Time oblivious Sampling Algorithm for Random Variate Generation
Given a fair random bit generator, how do you generate random numbers with arbitrary probabilities?
Previously we saw the Knuth-Yao algorithm for generating random variates with arbitrary probabilities. We showed how to model the algorithm in FizzBee and looked at the number of random bits used on average and showed that the number of bits used (or time to output) depends on the output generated.
In this post, we will see and analyze a time-oblivious sampling algorithm for random variate generation based on the paper Resistance to Timing Attacks for Sampling and Privacy Preserving Schemes.
For an algorithm, consider the following probabilities [1/2, 1/3, 1/6]
.
free picture hosting for ebay
For this, I am simplifying the code to some extent. In the original code,
there are references to LCM of the denominators of the probabilities. But for the sake of simplicity,
I am assuming the input is given with such that the denominator is already the LCM.
That is, [1/2, 1/3, 1/6]
is given as [3/6, 2/6, 1/6]
.
The, the array P is [3, 2, 1]
and Q = 6.
There is another reference to binary search, that is actually not required, as you could do an early return from within the for loop.
And finally, you can see in the graph that after input 11, it is the same as reaching the root. So, we will simplify the graph such that after 11, the graph will go to the root.

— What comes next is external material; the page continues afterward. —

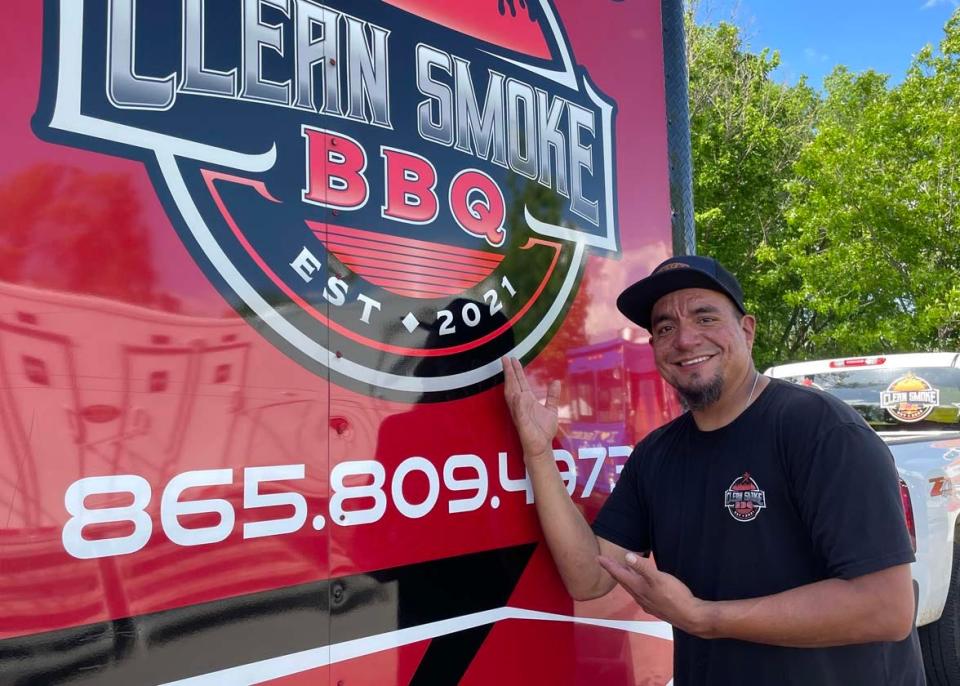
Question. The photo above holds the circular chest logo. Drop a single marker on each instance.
(394, 195)
(744, 499)
(910, 398)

This will reduce the solution to bounded state space.
|
|
You can run this in the FizzBee playground and see the state graph. This graph is actually the mirror image of the DDG tree shown above. The algorithm takes the left link on 1 and right link on 0.
Now, let us evaluate the actual probabilities of the generated numbers. The probabilistic evaluation is not supported in the online playground yet, until then you can install FizzBee locally following the instructions.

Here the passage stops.